Monthly Archive for February, 2006

What ails unlimited Broadband in India?

Here’s something I’m unable to figure out – why are Broadband tariffs in India still metered either by time or by data transfer? What is preventing providers from launching fixed-rate plans on a monthly basis?

Is it that such a plan requires economy of scale, or a certain critical mass of customers to become viable, and that mass is not there in India yet? Such a case would be a bit of a chicken-and-egg situation, where subscribers won’t take up broadband plans because they aren’t attractive (either price-wise or feature-wise), and cable companies/telcos won’t provide these plans until there are enough subscribers. I think some vendor as large as Reliance Infocomm is in the best position to absorb short-term losses (which I’m sure they did for Reliance India Mobile) in return for a large (and captive) chunk of a new market.

And there is definitely a large market. In 2005, the number of Internet connections in India was 50.5 million (pathetically low, yes). But even in August 2005, the number of broadband connections were about 0.5 million! As opposed to China with 28 million, Japan with about the same, and the US with 42 million! Even tiny South Korea has well over 10 million (and broadband penetration is well over 70%!).
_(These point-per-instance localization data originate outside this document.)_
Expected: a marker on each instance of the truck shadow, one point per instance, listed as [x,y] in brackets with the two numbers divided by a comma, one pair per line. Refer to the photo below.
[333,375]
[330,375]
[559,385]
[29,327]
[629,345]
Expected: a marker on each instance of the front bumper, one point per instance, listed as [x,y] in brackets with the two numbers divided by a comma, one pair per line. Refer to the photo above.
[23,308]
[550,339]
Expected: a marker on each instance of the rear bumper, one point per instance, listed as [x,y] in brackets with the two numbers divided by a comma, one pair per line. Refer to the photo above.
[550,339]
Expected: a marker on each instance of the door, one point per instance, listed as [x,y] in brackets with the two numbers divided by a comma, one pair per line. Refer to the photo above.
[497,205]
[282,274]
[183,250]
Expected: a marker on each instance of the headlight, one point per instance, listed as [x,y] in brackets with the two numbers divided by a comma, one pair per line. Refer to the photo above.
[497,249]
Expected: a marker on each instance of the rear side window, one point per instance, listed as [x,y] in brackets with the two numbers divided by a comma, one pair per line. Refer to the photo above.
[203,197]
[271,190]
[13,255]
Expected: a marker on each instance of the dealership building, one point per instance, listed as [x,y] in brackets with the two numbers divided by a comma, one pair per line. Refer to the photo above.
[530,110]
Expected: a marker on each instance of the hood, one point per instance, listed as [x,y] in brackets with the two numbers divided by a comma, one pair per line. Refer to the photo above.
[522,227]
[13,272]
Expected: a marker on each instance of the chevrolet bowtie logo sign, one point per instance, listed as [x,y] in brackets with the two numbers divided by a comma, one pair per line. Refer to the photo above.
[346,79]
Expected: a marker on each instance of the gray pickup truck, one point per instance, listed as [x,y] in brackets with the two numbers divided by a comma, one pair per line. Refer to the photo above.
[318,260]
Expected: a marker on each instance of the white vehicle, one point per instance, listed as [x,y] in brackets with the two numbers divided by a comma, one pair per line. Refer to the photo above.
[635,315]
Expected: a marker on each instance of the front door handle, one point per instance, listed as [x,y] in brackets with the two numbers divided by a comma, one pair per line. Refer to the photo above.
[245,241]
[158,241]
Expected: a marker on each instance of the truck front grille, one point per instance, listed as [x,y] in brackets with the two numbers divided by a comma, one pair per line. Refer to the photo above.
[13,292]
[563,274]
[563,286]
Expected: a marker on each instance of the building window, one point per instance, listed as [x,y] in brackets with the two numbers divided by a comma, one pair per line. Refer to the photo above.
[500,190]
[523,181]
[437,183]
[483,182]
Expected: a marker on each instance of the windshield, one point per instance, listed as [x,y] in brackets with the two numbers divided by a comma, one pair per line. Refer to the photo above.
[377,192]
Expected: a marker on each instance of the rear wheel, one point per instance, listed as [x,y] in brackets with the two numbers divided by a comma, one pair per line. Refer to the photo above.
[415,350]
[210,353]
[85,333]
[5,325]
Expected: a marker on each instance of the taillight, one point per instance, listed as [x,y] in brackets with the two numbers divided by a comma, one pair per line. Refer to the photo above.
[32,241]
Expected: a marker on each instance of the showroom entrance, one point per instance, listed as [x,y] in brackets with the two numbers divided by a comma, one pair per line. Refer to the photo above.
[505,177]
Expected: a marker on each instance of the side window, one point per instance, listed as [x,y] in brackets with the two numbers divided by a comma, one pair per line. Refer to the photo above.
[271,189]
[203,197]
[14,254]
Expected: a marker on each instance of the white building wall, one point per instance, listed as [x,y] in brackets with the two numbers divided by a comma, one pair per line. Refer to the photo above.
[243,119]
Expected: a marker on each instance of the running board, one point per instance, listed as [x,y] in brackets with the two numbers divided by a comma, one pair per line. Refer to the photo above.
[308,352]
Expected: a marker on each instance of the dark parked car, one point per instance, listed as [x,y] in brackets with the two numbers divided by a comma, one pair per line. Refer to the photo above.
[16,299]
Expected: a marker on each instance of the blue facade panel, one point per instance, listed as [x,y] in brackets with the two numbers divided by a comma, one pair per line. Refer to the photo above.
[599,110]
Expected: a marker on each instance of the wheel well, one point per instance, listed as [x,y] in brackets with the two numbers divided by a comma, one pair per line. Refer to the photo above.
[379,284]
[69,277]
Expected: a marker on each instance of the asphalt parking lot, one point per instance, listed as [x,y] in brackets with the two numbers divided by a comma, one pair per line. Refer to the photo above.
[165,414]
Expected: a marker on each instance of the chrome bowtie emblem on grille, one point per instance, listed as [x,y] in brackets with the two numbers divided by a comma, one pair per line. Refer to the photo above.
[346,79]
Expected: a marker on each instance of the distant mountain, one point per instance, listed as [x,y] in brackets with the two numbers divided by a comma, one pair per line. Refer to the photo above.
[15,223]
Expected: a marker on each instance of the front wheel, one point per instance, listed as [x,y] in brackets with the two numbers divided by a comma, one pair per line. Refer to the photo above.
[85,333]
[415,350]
Is it that there is too much effort and risk involved in laying the infrastructure for providing Broadband to enough homes to reach that critical mass that’ll allow vendors to manage large enough margins with unlimited broadband? Given the state of roads everywhere in India, where your cables could be dug up, damaged, cut by the municipal corporation during road repairs, before you can say Jack Robinson, there isn’t too much incentive to lay cables,especially when they’re fibre-optic ones. Perhaps wireless could be a wonderfully clean alternative, but as I’ve mentioned in the past, it can be more messy than its worth.

Or is it that providers are used to reaping large margins on the (albeit small) base of broadband users in India, and would be loath to see those margins fall? Such a case would be sheer shortsightedness – trying to squeeze more out of a small market instead of attempting to expand the market.

Commoditization of Science, and Art as the Differentiator.

Basics: Why do US firms send maintenance/support jobs to India? Because our standard of living is lower than theirs, and we can do the same tasks at least as well as American workers, at a small fraction of their wages.

So the crux of the matter is low price. We are concerned about rising salaries in the IT sector in India, about us becoming uncompetitive and less attractive vis-a-vis Vietnam, the Phillipines, even China. The all-important relation is

Rising Salaries => Uncompetitive, Less Attractive

And just what does that relation imply? Two things.

1.) That means that we compete purely on price. As long as workers at an offshore development centre do the job as well as American workers, it’s fine. If they do better, well, nothing like it. But “as well as” is good enough. Hence, having the ability to innovate is not going to result in any major gains. If there is another country which can do the job at cheaper rates than India can, a US firm will move jobs there. The costs of training are quite small when compared to the savings on wages. When volumes are higher, the incentive to shift to lower wages is higher.

2.) These skills are completely transferrable (I’m not sure if fungible is the correct word. Is it?). That is, a bunch of people in the Phillipines can do the same job as well as another in India. The exact same skill set skill level can be replicated in another region/country.

What does that teach us? That “software development” skills, technical skills are a commodity, are available in abundance from a number of vendors. The only differentiator is price. And I do not think that India ought to be building an entire industry where the only product is a commodity. Even steel is different – first, it does not depend as much on people as IT, there aren’t as many vendors as in IT, the long-term capital sinkage is very high. Hence it isn’t as easy to shift your steel supplier as it is to shift your IT services supplier.

Technical knowledge is a science which can be learnt to acquire a equal level of skill by many peoples, many countries. In time, the only differentiator among the practitioners of these skills will be price.

The alternative, then, is to compete in an area where skills are not a commodity – and that does not mean simply moving to a different area of technology where skills can be commoditized in due course of time.

Skills which cannot be reduced to science, which are an art, will never be commoditized.

What skills are unique, in the technology domain?

1.) Products, as opposed to services. It is an art to make products. It is not an art to service and maintain products made by someone else.

2.) Management skills. Project, People and Business management. You cannot replicate a good manager. Management is an art.

3.) Products and services targeting the local market. I have said this many times in the past, and will repeat again. There is a huge market in India, in domains as diverse as telecom/internet infrastructure (including wireless Internet), mobile applications, supply chain management optimization (and I mean SCM optimization for B2C systems that already exist – such as farmer-to-retail, post, government, anything). And no one knows our market as well as we do.

Call to arms for the Indian Technology Industry: Focus on skills which are an art, not science.